The indoor cyclamen is perfect plant for a glazed porch. Perhaps for an occasionally heated bedroom, a hallway or a conservatory. And what better way to keep the colours of summer going inside than with these colourful plants!
If you live in the city then you may be able to get away with these outside. Try them in window boxes where the heat from buildings ensures that the temperature is always a few degrees above those in the countryside.
Care of Indoor Cyclamen
All cyclamen hate to have moisture around the plant centre. This is where there will be plenty of new flower buds developing and a crowd of leaf stem bases too.
When watering these plants you should avoid splashing water into this area. The best way is undoubtedly to give water from the base of the pot allowing the plant to draw up what it needs by capillary action.
Don’t be tempted to constantly stand your plants in a saucer of water but a tray of wet pebbles is okay. Do remove any excess water as soon as the root ball is wet.
A weekly feed of high potash liquid fertiliser such as Phostrogen will help to keep the show going too!
Some gardeners struggle with indoor cyclamen and find that they are short lived for them.
It may be watering in the wrong way or that their house is too warm.
However it may be that the plant they bought was grown too fast and ‘soft’.

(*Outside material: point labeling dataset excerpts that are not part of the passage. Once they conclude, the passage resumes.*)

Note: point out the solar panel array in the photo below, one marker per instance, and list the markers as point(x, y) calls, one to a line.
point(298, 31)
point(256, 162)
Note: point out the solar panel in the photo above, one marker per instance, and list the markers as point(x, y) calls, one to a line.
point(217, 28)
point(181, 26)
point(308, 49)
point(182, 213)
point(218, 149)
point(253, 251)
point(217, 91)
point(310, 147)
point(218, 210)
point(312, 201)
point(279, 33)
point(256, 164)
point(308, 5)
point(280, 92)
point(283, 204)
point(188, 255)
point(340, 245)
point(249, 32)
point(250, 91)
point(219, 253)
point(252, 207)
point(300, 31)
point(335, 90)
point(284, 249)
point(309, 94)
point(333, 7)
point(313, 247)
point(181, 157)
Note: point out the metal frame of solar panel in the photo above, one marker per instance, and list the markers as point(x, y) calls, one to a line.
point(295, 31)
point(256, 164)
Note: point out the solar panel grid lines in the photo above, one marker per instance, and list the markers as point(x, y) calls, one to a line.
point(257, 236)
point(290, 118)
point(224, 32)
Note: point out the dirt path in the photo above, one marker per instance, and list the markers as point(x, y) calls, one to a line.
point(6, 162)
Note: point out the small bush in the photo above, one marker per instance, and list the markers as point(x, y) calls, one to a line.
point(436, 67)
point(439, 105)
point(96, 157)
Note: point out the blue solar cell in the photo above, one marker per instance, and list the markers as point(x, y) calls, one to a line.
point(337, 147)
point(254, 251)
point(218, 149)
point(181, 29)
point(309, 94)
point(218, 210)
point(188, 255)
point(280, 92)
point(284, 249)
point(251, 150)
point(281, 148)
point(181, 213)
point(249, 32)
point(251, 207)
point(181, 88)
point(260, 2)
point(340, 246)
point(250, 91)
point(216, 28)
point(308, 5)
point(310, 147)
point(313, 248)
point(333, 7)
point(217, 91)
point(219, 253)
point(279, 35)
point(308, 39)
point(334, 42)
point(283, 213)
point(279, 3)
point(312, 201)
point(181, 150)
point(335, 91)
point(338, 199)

This is a plant that hates to sit shivering outside of a shop or petrol station still in its cellophane sleeve!
A Plantsman’s Tip
Whilst I hesitate to recommend this to everyone buying a Cyclamen, I have a simple check I make when buying this plant.
It is to spread your fingers and slip them between the flower stems. Then with the other hand lift the pot and invert the plant. The whole plant is then resting in the palm of your hand on its leaves!
If it sits there happily without the leaves breaking then it has been well grown!